The "right" auction is one that maximizes competition. The different auction formats and auction configuration options can maximize competition and potential for maximum savings.

Step 1: Buyer Considerations

Am I buying or selling?

  • If buying, choose a Reverse Auction

  • If selling, choose a Forward Auction

How will business be awarded?

  • By region
  • By business unit
  • By customer segment

What is the strategy for the event?

  • Consolidate supply base
  • Reduce price/enhance competition
  • Keep incumbent/award new supplier

Step 2: Supplier/Market Considerations

How long has it been since the last negotiation, and is there any historical data?

Attractiveness of the business, how many suppliers will be invited?

Will the price rise or fall?

How many participants will I have; is there enough competition to have a viable auction?

Supplier capabilities:

  • Geographical scope
  • Quality Certifications
  • Are there any new suppliers?

Step 3: Auction Format

Based on market conditions, do I want to run a standard Auction, a Dutch, or Japanese Auction?

Step 4: Timing and Bidding Rules

Should Pre-Bids be used?

Are Tie Bids permitted, or will it go into overtime?

Step 5: Market Feedback (Visibility)

Based on market conditions how much market information do I want to reveal to other suppliers in the event to drive competition?

Show Rank or Lead Bid or Both, etc.

Step 6: Pricing Terms

Do I need to collect pricing on terms such as shipping, taxes, import duties, and tooling costs?

Are the pricing terms equal across suppliers and do I want to reveal those terms to suppliers?

  • If yes, to equal pricing terms, select a Total Cost Auction template.

  • If no, to equal pricing terms, select a Bid Transformation Auction template.

Do I need to see how suppliers arrive at their pricing through term itemization?

If yes, select Price Breakdown.

Is the commodity I’m buying sold against a pricing index?

If yes, select an Index Auction by Price or Percentage.

Step 7: Market Pricing Strategy

Do I have ceiling, historic or reserve prices?

  • Ceiling price - the highest point at which goods and services can be sold
  • Historic price- what did we pay previously?
  • Reserve price-a minimum price that a seller would be willing to accept from a buyer
  • Individual starting prices - should suppliers have specified prebids so that they cannot stray from quotes used in an RFP or prior to the auction?

Summary

If buying, choose a Reverse Auction; If selling, choose a Forward Auction.

If pricing terms equal across suppliers and those terms should be visible to suppliers, Total Cost Auction template can be used.

  • If no to equal pricing terms, select a Bid Transformation Auction template.

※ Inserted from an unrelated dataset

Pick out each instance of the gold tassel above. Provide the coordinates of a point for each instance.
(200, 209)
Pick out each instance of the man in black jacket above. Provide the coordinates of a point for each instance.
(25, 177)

  • Use Price Breakdown templates to itemize terms.

If the commodity being purchased is sold against a pricing index, use an Index Auction by Price or Percentage.

Reverse Auction is the most commonly used, standard template for buyer auctions.

"Now, let's talk about your auction you have been asked to create. Do you have an idea as to which template that we would need to select?"

"All things considered, I feel that the Reverse Auction is the most suitable template for my auction.

I know I need an auction, because I want my pricing to be competitive and the variances between bids are small between my three suppliers.

I do not have a need to alter the format to Dutch or Japanese, and my terms will be the same for all suppliers so I do not need bid transformation or have a need for alternative bids as I know my needs better than the suppliers. I will want to specify pre-bids, and modify pricing attributes like buffers and decrements, which is all available through the Reverse Auction template."

"That is the template that I was going to suggest, as well. We can still opt into setting up overtime, prebids, lotting structures, bid improvements, currencies and market feedback settings like showing responses and lead bids all within the Reverse Auction template if we choose."